In a recent discussion group at work, we were discussing
predictive modeling and the “false positives vs false negatives” trade-off. As
I’ve described in previous posts, your predictive algorithm (be it a
computer-run statistical model or some fuzzy logic inside your brain) outputs
a probability. Your model tells you “There is a 26% chance that this person has
cancer.” If sheer prediction on a portfolio of data points is all you want, you’re
done. But usually some kind of action is required given the model output. Your
model doesn’t neatly cleave the population into “cancerous vs. cancer free”.
You have to set a cut-off probability, such that everyone above the threshold
is treated as if they have cancer and everyone below is treated as if they don’t.
Maybe I want to aggressively treat everyone who might have cancer, so I set the
cutoff low at 10%. Or maybe I don’t want to put someone through chemotherapy
unless I’m really sure, so I set the cutoff higher at 50%. Or maybe this is
just a screening for additional tests, so I want to set the cutoff low, say 5%
or even 1% lest I miss an opportunity to treat a cancer early. A higher
threshold means you’re more certain you’ve identified most of the cancerous
patients, but you’re also wrongly classifying healthy people as cancerous. A
lower threshold means you misidentify fewer healthy people as cancerous (saving
them the indignities of additional tests and chemo) but you also miss a few
cancers that you otherwise could have treated. The threshold depends on the
relative costs of the two kinds of errors, and sometimes errors in both directions are costly.
The example I actually used in our discussion group was the
following. It's World War II in London. You are reading the output of radar imaging. Those blips could be a
flock of birds. Or it could be the Luftwaffe doing another bombing raid on
London. Do you scramble the British fleet of Spitfires to go meet them? Or do
you save yourself the fuel and effort? It obviously depends on how certain you are about
your reading of the radar blips, but it also depends on what you consider a
reasonable cutoff. Are you 90% sure these are Nazis? Then you should probably
scramble the fighters. Only 10% sure? Well…probably, maybe not. Depends on the
cost of fuel and other resources spent scrambling the fighters. 1%? 0.01%?
Surely you can’t be sending them up every time a flock of birds looks creates
funny-looking blips on your radar, but then again failing to repel a bombing
raid is very costly indeed.
I didn’t even think about it during the meeting, but later
it struck me that a lot of people these days are misidentifying things as
Nazis.

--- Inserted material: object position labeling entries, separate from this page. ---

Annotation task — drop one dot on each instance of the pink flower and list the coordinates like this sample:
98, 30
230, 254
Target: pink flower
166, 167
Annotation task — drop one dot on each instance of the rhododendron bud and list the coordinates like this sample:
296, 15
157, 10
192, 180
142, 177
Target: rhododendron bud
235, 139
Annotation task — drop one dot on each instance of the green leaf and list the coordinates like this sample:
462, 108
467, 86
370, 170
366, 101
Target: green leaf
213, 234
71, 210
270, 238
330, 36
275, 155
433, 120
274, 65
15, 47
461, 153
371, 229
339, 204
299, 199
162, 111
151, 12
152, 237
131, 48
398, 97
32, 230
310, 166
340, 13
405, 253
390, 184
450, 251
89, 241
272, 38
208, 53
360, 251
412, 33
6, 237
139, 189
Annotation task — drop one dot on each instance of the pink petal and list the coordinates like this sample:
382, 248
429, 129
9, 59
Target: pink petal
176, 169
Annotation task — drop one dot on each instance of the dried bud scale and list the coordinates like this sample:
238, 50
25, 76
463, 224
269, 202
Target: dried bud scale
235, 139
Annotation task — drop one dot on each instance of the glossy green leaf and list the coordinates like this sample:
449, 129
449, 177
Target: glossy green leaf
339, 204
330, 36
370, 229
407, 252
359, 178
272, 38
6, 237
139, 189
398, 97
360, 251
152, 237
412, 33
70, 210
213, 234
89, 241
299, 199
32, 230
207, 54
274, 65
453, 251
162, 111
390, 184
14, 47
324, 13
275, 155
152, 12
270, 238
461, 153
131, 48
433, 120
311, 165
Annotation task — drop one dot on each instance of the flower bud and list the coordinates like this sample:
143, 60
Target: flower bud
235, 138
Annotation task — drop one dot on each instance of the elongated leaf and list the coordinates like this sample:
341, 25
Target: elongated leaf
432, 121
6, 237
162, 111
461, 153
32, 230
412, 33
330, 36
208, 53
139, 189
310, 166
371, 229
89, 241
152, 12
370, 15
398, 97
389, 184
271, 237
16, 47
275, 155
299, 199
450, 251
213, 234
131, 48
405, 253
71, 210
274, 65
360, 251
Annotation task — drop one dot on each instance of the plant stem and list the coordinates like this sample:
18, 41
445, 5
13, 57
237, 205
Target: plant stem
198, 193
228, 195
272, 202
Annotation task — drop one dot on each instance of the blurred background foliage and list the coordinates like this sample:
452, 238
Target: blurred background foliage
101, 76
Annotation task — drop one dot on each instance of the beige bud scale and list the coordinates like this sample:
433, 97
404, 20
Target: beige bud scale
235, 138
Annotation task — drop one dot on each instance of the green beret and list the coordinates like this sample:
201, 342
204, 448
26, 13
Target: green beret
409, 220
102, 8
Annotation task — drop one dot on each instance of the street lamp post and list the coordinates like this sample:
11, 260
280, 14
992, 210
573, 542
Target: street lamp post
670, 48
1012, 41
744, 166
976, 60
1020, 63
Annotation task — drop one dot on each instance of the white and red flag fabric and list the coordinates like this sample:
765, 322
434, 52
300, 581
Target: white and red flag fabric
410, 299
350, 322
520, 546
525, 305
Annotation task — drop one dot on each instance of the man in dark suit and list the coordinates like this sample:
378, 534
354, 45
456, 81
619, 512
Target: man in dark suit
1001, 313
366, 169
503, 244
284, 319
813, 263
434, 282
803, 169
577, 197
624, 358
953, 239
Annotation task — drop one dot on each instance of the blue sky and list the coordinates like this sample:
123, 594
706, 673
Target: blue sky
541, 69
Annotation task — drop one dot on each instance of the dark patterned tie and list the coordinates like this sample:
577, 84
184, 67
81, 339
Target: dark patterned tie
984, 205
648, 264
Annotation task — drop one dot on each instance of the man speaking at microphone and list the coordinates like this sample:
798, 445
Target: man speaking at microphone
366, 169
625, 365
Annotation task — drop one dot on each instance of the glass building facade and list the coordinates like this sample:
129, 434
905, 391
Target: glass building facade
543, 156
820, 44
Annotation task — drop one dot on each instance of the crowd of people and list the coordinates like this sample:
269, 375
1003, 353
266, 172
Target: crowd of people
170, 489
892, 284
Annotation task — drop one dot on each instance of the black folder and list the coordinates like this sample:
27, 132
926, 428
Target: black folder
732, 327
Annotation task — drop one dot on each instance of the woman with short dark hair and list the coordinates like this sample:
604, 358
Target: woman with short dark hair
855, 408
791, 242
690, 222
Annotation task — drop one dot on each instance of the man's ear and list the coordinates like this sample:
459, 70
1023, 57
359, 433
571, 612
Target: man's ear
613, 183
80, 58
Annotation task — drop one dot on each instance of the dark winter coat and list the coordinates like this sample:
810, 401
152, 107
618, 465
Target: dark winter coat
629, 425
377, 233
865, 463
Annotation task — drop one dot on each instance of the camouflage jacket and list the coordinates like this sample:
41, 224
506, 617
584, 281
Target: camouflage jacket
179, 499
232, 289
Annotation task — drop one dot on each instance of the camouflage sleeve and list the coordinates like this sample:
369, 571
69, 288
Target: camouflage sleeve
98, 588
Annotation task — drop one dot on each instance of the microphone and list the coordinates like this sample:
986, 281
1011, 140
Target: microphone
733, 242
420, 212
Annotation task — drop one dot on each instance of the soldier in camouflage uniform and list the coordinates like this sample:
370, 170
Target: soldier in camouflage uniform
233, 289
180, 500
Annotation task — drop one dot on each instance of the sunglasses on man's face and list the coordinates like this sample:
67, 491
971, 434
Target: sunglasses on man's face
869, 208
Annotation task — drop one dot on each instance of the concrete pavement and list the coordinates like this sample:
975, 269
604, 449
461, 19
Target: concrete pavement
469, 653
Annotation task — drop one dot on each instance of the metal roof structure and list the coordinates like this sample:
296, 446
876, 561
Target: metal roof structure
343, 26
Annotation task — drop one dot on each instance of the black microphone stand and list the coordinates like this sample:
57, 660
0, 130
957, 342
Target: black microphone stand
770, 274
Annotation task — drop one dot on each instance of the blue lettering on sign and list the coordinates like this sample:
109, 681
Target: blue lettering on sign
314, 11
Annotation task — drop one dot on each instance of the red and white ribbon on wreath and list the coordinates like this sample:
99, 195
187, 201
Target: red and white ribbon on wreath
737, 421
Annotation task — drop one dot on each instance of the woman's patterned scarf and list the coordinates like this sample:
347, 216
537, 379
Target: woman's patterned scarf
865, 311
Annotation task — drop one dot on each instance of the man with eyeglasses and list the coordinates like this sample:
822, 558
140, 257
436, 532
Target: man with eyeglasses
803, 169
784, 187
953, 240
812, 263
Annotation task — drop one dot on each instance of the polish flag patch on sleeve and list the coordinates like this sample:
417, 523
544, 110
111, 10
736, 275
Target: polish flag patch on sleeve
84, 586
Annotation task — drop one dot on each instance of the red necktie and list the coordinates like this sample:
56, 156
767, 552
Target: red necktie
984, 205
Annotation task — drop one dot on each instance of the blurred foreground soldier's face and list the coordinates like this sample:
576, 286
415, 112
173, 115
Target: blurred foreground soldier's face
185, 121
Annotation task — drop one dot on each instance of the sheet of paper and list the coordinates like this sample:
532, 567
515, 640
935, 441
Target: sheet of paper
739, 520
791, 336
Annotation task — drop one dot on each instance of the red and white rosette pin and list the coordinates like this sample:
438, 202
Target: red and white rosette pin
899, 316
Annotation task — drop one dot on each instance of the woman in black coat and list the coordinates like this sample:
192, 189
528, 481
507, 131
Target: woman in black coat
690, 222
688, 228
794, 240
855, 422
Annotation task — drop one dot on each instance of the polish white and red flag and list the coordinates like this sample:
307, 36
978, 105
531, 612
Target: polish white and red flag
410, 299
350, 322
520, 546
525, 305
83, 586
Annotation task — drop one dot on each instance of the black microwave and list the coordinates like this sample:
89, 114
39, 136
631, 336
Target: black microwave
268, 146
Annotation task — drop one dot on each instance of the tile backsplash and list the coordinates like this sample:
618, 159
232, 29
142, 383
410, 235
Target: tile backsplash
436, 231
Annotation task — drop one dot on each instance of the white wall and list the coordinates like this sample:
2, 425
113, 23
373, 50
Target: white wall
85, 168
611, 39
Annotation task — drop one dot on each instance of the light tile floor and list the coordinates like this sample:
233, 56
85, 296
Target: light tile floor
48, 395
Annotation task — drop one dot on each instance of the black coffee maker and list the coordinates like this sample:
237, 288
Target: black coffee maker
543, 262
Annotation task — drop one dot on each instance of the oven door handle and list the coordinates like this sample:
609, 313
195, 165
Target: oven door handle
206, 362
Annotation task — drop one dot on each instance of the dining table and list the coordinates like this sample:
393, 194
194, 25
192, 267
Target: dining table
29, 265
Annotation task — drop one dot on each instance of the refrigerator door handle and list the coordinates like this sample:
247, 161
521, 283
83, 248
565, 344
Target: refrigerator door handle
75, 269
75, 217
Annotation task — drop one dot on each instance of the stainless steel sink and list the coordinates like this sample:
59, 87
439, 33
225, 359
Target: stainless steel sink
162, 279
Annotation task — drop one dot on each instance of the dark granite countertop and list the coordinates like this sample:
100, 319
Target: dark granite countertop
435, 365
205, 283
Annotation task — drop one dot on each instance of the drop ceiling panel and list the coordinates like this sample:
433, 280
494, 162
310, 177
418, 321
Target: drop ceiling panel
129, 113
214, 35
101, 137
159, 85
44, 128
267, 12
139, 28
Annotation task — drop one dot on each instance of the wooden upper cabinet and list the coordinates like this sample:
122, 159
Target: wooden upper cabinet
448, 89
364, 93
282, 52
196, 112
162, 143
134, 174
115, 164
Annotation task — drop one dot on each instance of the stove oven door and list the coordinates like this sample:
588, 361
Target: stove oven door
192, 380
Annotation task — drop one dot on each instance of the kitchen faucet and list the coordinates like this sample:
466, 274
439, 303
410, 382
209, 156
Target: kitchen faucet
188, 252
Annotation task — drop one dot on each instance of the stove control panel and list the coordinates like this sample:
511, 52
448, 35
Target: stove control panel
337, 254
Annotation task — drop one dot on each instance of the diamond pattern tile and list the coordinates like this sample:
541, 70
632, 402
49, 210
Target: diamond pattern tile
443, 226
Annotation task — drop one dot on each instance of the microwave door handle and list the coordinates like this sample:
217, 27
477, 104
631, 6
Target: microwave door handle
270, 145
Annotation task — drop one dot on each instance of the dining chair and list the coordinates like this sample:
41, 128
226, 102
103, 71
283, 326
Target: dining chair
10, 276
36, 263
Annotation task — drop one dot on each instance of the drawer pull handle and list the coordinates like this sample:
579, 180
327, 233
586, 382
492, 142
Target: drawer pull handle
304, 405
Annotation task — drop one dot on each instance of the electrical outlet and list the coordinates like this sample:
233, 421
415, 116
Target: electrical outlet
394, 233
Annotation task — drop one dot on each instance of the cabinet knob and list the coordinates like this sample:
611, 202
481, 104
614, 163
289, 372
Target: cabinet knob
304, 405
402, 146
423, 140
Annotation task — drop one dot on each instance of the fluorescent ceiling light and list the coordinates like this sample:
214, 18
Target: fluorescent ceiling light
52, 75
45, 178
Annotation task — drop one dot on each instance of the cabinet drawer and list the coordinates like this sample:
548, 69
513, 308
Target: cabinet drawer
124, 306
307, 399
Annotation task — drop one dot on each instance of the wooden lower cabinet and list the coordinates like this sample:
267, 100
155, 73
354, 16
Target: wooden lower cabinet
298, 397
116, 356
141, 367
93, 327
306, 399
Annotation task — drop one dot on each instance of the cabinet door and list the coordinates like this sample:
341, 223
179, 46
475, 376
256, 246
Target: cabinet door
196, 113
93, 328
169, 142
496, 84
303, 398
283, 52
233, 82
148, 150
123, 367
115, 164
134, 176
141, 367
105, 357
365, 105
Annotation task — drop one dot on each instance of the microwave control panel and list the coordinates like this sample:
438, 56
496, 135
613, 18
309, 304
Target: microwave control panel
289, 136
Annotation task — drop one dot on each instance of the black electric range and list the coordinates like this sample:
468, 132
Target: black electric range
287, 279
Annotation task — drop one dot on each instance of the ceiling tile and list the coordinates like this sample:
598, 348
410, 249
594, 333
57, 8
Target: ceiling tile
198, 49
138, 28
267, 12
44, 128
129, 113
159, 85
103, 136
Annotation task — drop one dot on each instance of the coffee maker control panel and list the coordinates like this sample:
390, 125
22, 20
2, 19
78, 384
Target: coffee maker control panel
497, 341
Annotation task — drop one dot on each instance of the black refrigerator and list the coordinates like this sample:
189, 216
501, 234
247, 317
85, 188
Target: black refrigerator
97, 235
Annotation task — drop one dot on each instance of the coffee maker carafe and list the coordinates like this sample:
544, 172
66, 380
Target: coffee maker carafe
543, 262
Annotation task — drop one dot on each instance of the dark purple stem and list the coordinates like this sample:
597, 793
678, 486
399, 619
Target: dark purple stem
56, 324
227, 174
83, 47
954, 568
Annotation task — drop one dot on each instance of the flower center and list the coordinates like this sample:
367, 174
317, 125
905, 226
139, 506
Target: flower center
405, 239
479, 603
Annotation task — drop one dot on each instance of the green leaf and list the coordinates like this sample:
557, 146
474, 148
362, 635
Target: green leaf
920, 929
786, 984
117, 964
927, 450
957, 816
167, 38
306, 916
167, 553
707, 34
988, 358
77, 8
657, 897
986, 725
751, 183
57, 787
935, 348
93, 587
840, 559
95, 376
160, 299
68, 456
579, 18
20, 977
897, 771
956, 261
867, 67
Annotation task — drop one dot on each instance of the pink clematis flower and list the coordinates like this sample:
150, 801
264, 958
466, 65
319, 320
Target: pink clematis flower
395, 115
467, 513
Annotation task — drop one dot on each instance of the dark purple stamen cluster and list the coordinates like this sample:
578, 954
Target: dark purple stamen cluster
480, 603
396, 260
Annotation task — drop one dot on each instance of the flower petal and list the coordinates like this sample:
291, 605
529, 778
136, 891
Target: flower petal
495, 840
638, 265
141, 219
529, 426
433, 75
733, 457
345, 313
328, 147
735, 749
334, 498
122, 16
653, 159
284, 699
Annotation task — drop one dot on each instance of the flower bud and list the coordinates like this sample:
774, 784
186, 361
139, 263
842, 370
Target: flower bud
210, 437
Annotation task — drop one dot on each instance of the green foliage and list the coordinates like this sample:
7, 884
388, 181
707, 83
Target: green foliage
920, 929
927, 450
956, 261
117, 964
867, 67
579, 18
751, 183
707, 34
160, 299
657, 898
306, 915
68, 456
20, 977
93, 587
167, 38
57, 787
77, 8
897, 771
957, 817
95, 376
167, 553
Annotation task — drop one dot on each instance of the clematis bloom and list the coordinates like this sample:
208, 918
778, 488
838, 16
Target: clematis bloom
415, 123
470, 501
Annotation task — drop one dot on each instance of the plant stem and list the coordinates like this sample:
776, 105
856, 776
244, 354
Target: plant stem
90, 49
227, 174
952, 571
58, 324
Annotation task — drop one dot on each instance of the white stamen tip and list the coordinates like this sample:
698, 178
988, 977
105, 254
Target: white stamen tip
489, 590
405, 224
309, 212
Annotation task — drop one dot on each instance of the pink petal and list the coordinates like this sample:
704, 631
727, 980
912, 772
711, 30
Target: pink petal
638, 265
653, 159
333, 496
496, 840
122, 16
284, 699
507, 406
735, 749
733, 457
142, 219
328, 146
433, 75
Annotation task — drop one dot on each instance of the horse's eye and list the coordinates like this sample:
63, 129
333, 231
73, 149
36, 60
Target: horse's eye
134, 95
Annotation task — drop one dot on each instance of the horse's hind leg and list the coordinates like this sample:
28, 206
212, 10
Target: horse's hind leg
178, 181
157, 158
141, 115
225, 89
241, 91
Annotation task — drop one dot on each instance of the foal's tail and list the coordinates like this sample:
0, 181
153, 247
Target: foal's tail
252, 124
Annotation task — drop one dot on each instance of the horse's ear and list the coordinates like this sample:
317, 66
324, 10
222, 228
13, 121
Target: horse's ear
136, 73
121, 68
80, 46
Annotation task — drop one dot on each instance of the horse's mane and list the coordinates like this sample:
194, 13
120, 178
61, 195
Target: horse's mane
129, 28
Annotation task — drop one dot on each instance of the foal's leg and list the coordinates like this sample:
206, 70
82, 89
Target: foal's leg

The threshold they set is far too low (in addition to their underlying
predictive algorithm being inaccurate and extremely biased). When actual Nazis
hold a parade, they say, “See! We told you this was a very big deal and now
there they are!” And most of us just shrug and say, “Stopped clocks. Yes, we all knew that there was a small segment of self-identified Neo Nazis. You don’t get
credit for ‘calling it’ when you’ve been calling everyone you don’t like a Nazi
for the last several years.” My example was meant to be completely apolitical
and simply illustrate the “relative costs of false positives and false
negatives” problem, but it generalizes well. This is another reason to set your threshold high. Too many false positives, and people start questioning your credibility. They may stop believing you when you most need them to.